Sunday, March 31, 2019

March Book Report: The Wife, book two of Kristin Lavransdatter by Sigrid Undset



I prefer happy stories.  Happy in this case is loosely defined to mean a book that is not filled with terror, unremitting anxiety, or endless misery.  It’s not relentlessly happy, of course, because life isn’t relentlessly happy.  But it does lean toward happy, a characteristic that I really prefer in a book.  I picked up a trio of books by Sigrid Undset.  Together, the three novels are called Kristin Lavransdatter; all three novels center on the life of Kristin, first as a girl, then a young married woman becoming a mother, and in the third novel as mature married woman and mother.  

Set in 15th century medieval Norway, the book is a collection of three novels about the life of Kristin, the beloved daughter of a prosperous Norwegian squire.  She grows up in the mountains near modern-day Lillehammer, and ultimately marries a man from further north in Trondheim.  I’ve read the first two novels in the series and this month’s review is about the second book, The Wife.

Undset wrote the novel in  the 1920s; it was a major factor in her receipt of the 1928 Nobel prize for Literature.  The book is a genuine masterpiece, with an epic sense of historical time in the life of one women, Kristin.  Kristin is neither singular nor distinct; though she does defy the social norm of the day to marry a man her father is not convinced will be a good husband.   Kristin is a rich and complex woman who is both a creature of her historical time and also admirable in modern terms.  Undset’s knowledge of precise details of Norwegian medieval life and history is vast and impressive and enriches the tale.  Much of the story in The Wife involves Kristin becoming a mother (of seven sons!) and coming to terms with a marriage she desperately desired but finds to be more difficult than she imagined.  The book is rich with Norwegian history and the role of the Christian religion in the lives of medieval Norwegians.  As Kristin sorts out the complexities of getting her heart’s desire, the reader sorts out the complexities of the history of women’s lives.

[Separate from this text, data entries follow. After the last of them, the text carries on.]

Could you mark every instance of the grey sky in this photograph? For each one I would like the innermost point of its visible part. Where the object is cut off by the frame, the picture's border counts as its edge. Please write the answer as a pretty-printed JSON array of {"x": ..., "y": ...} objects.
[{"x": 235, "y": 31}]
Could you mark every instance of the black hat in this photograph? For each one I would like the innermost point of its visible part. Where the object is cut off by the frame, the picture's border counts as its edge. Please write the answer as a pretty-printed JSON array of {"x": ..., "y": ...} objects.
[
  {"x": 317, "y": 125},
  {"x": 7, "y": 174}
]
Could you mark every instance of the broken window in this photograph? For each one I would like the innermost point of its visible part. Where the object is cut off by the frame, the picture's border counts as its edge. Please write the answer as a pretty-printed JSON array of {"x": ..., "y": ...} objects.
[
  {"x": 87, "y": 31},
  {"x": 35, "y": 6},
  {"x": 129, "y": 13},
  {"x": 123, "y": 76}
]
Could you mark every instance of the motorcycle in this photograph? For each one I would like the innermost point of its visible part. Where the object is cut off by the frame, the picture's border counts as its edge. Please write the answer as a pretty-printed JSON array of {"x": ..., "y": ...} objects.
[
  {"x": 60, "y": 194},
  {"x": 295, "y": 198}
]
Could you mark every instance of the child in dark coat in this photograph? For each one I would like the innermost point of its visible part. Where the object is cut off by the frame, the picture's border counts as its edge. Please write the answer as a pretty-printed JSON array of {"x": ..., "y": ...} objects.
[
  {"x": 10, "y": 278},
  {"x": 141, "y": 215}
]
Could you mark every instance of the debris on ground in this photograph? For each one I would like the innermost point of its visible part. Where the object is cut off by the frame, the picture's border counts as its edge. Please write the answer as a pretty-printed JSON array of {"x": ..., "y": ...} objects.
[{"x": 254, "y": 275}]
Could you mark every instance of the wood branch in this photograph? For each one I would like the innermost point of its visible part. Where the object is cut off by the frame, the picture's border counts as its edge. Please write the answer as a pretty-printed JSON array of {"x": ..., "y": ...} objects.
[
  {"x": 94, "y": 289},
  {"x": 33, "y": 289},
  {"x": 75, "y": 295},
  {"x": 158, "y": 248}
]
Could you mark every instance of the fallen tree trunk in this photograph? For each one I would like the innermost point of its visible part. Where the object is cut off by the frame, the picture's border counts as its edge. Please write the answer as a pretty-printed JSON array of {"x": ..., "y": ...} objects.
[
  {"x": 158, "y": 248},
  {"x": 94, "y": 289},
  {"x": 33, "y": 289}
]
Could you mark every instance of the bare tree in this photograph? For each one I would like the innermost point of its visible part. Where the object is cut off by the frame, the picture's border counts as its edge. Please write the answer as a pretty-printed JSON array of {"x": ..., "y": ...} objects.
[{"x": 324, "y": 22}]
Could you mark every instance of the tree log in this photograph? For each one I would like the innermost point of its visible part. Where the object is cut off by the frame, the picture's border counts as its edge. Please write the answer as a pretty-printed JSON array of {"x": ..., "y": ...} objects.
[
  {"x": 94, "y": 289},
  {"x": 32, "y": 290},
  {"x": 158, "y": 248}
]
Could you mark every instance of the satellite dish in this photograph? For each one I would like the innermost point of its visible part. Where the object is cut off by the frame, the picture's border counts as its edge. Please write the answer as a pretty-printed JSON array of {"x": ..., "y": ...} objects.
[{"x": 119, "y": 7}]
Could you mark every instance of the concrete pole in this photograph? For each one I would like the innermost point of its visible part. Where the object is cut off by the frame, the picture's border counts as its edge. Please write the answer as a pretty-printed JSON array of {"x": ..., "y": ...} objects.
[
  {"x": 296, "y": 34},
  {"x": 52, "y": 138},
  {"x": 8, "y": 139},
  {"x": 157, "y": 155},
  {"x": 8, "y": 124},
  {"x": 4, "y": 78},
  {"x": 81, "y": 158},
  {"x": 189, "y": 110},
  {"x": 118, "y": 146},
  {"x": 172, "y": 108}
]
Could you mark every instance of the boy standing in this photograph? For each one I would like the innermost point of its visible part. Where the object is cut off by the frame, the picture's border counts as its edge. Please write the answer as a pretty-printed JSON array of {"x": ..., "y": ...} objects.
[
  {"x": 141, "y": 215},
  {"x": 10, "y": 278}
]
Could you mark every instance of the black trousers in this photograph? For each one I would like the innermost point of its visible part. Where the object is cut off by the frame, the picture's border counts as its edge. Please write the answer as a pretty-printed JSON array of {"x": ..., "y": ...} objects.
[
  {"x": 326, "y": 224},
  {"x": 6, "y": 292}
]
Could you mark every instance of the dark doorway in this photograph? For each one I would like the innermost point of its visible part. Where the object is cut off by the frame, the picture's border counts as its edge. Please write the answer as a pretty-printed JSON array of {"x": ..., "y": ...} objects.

I’ve been reading a number of books about women’s lives in historical terms and this book fit nicely into that canon.  I’ve been struck over and over by the boundaries of a woman’s world, both in terms of history and in the modern context.  From the influence of marriage and motherhood on the lives of historical women to modern conversations about girls’ bodies and the clothing they wear, to my observations about the ways in which the women seeking the 2020 presidency must position themselves and are treated by the mainstream media, I am struck by the power of the boundaries of women’s lives.  The first two Kristin Lavransdatter books found me thinking about those boundaries, then and now, and I look forward to reading the third novel in this splendid collection.